Fuck it, I'll save the $22.50 and see them for free at Palatine Street Fest the next night. Burbs represent!
July 7, 2007
JERRY DAVICH
"If I hadn't blown the whole thing years ago, I might be here with you."
-- "Hey Jealousy" by the Gin Blossoms
He walked around aimlessly, like he was looking for something he lost. I'm just guessing, but I think he lost it years ago. And now it's gone for good.
I remember him in his younger days. A star athlete. A playboy's smile. A teenager's dreams. A world at his feet.
This past Monday night, his world looked as gray as his hair as he shuffled alone through the Hobart Jaycees Fest crowd, nursing a bottomless beer. He wandered like a drifting tumbleweed during the performance of the Gin Blossoms that evening.
That's right, the Gin Blossoms, the alternative pop band that launched several catchy tunes in the mid 1990s, including their big hit, "Hey Jealousy."
That's right, the annual Hobart Jaycees Fest, the quintessential region event that sprouts up each summer in the Strack & Van Til parking lot at U.S. 6 and Indiana 51.
The band's lead singer even joked about dining at the nearby Arby's after the show.

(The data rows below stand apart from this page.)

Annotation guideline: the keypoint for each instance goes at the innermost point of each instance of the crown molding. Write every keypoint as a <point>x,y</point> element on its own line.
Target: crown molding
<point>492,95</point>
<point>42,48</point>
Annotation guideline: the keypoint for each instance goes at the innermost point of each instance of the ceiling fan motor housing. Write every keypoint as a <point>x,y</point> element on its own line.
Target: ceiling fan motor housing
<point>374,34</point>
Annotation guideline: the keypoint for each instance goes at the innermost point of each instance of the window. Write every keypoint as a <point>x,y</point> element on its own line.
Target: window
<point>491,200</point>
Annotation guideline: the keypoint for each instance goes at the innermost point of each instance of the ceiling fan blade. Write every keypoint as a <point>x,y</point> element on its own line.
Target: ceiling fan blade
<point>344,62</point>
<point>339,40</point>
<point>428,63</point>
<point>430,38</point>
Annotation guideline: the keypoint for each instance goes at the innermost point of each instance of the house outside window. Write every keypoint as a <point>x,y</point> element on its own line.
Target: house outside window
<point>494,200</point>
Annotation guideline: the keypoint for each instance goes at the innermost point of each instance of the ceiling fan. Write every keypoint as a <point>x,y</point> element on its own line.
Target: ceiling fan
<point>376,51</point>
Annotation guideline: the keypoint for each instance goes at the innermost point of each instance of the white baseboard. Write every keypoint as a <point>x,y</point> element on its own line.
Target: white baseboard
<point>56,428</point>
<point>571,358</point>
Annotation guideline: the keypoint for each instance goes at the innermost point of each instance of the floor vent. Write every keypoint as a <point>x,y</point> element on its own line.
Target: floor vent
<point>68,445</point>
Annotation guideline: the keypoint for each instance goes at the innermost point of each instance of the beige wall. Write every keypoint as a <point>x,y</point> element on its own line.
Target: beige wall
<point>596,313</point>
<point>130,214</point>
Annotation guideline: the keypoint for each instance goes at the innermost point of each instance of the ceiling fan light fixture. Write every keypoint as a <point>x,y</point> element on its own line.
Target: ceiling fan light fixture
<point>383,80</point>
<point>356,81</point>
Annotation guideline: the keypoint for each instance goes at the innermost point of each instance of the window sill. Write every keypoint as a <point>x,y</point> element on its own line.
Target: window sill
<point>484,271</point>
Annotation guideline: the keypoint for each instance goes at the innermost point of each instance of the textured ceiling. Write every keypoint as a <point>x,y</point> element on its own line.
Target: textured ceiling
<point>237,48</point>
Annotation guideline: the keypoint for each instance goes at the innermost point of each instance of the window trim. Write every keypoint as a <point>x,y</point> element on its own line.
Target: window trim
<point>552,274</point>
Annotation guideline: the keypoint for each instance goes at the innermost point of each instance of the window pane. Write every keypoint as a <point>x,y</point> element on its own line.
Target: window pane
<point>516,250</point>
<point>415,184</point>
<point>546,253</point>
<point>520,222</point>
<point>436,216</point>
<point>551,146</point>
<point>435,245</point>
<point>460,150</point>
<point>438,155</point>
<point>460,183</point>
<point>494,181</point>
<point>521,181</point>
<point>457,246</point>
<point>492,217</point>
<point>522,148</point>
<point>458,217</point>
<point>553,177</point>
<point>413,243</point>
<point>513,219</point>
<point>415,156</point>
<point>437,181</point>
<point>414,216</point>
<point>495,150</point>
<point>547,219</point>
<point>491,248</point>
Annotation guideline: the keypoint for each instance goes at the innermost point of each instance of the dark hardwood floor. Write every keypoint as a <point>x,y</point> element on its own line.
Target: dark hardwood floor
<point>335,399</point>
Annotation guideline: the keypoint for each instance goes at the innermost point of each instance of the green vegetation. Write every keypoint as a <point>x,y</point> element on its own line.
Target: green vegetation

At least I think he said that over the mild applause of the 1,478 people who showed up. But I'll bet half the crowd would have paid the $10 entry fee simply for the handy excuse to party outside together on a beautiful weekday night.
The lead singer surmised the same scenario, telling the crowd, "This is a lot like a frat party."

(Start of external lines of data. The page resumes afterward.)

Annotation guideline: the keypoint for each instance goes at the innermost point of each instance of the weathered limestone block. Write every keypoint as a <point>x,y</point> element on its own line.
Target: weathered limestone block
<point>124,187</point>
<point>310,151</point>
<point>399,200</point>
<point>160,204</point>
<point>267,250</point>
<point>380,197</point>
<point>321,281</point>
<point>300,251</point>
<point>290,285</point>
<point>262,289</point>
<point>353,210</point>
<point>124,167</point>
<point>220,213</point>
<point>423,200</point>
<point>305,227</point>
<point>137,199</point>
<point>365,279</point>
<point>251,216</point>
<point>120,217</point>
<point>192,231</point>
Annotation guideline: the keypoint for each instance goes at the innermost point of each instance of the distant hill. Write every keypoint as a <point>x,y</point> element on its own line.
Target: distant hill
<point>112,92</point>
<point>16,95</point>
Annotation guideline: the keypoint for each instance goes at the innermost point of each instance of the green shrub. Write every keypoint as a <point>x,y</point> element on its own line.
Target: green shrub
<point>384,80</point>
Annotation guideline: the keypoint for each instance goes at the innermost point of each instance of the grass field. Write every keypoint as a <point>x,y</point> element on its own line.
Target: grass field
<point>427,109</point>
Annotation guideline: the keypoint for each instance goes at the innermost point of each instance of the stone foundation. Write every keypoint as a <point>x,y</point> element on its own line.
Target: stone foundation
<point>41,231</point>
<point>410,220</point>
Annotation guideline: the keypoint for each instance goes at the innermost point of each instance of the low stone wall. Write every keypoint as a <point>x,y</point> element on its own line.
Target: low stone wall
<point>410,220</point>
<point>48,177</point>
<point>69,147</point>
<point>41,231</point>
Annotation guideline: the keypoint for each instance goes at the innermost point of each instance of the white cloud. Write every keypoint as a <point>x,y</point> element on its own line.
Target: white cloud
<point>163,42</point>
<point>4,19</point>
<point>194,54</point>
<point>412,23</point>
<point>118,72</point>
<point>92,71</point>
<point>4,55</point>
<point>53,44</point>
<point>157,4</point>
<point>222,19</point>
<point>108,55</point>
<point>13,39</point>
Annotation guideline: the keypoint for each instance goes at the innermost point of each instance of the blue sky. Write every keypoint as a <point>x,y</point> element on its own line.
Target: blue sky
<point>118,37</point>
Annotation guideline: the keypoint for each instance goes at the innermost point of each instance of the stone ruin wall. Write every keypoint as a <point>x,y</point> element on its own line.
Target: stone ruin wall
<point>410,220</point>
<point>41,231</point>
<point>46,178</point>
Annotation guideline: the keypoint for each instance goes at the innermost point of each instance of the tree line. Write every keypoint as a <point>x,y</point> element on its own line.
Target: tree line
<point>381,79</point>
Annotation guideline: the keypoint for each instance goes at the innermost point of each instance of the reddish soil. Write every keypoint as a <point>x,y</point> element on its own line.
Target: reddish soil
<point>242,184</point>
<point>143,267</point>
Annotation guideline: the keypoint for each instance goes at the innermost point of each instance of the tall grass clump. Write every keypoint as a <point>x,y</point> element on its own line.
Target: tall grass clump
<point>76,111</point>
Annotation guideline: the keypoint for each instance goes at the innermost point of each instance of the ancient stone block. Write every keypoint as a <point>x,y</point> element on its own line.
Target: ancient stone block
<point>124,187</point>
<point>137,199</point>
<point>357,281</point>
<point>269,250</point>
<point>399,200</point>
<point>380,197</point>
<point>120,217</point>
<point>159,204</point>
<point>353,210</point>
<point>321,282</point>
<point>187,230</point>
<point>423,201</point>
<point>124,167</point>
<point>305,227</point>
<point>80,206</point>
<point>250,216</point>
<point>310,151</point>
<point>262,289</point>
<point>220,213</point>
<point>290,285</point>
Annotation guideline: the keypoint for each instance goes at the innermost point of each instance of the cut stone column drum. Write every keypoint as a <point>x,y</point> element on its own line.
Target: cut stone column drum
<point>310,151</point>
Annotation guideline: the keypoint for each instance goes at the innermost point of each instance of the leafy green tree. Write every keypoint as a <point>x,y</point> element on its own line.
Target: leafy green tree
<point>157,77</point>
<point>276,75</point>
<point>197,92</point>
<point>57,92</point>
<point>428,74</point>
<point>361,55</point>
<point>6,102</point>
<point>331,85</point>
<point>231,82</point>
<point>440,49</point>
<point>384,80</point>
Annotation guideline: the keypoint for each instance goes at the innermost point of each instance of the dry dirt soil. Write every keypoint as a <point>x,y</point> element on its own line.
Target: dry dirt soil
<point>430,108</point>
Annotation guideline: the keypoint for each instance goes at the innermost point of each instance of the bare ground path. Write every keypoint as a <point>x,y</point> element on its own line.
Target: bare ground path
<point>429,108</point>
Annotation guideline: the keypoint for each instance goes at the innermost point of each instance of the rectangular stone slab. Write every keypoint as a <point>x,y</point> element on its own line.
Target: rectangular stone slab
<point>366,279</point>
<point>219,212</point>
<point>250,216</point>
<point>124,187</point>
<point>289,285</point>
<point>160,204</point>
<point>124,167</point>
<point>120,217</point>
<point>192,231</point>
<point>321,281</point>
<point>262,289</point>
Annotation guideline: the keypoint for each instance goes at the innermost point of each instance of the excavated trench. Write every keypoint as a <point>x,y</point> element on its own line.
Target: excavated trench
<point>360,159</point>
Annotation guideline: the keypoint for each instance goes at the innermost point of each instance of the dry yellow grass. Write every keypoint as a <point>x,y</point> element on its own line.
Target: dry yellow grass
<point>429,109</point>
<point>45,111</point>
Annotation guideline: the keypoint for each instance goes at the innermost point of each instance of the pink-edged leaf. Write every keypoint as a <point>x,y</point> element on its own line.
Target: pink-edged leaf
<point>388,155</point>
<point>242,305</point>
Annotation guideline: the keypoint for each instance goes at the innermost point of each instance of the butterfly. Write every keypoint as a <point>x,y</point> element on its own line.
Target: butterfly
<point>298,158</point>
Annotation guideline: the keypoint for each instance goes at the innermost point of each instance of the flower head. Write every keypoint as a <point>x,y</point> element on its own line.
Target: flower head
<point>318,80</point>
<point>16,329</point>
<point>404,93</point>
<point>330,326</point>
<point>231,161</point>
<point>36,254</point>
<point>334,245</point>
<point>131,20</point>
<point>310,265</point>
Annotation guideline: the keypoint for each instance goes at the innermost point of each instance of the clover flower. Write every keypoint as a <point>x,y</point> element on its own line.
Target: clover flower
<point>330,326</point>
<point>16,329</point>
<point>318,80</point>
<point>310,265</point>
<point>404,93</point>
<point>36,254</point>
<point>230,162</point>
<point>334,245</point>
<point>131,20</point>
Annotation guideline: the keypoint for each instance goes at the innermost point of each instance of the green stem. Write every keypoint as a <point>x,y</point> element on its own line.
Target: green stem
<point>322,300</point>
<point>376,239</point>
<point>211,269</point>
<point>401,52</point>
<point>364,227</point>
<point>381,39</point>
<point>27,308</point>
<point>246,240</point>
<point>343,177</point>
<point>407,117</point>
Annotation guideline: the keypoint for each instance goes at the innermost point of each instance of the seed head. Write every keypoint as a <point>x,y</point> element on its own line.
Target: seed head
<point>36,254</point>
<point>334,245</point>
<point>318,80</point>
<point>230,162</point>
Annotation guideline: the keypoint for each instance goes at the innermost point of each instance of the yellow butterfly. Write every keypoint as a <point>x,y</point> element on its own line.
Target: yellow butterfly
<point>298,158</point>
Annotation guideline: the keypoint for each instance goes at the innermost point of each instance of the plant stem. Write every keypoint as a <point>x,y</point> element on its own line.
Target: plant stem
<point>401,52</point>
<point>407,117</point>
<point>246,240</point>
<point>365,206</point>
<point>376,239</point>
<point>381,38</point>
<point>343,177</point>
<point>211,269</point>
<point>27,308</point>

And he was right. There were plenty of college-aged kids in the crowd, many just happy to be allowed at the adult table, so to speak. You know, the girls dressed skin-tight for their strut on the region runway. And the guys looking as cool as possible at a Gin Blossoms concert in Hobart, Indiana.
There also were Gin Blossom fans, like Julie King and Doni Antonson, friends since childhood who introduced themselves to me. And other fans who hoisted cell phones in the air to snap photos or video, strangely taking the place of Bic lighters held high for a concert encore.
But what I found much more intriguing was my middle-aged crowd, like the former jock I mentioned above who blended in to the crowd all too easily.
And the women in their 40s whose looks have wilted under the sun through the years, but whose flower-power personalities have not. And the black-clad biker dudes who champion free-spirit individuality, yet most dressed identically alike in jeans, vests, and bandanas, as if from a cookie-cutter Central Casting company.
Similar to the rock band on stage whose pop-star bloom has withered through the years, I noticed many middle-aged partygoers who seemed to show up out of habit more than happenstance.
Maybe it's the familiarity of such social gatherings and the search for that youthful strut again, only to stumble over regrets from their younger days.
Maybe it's being recognized by old friends, like the comforting "Noooorrrrrrm!" from the old TV show "Cheers." Maybe their spouses coaxed them out of their comfort zone cave for a night to howl at the moon.
Or maybe, just like the Gin Blossoms, even though their glory days reigned over them years ago they're still hoping to capture lightning in a bottle just one more time.
The Gin Blossoms hinted about this in their hit song, "Hey Jealousy," as the crowd happily sang along.
"The past is gone but something might be found to take its place."
I wondered who else was listening as the words left their mouths.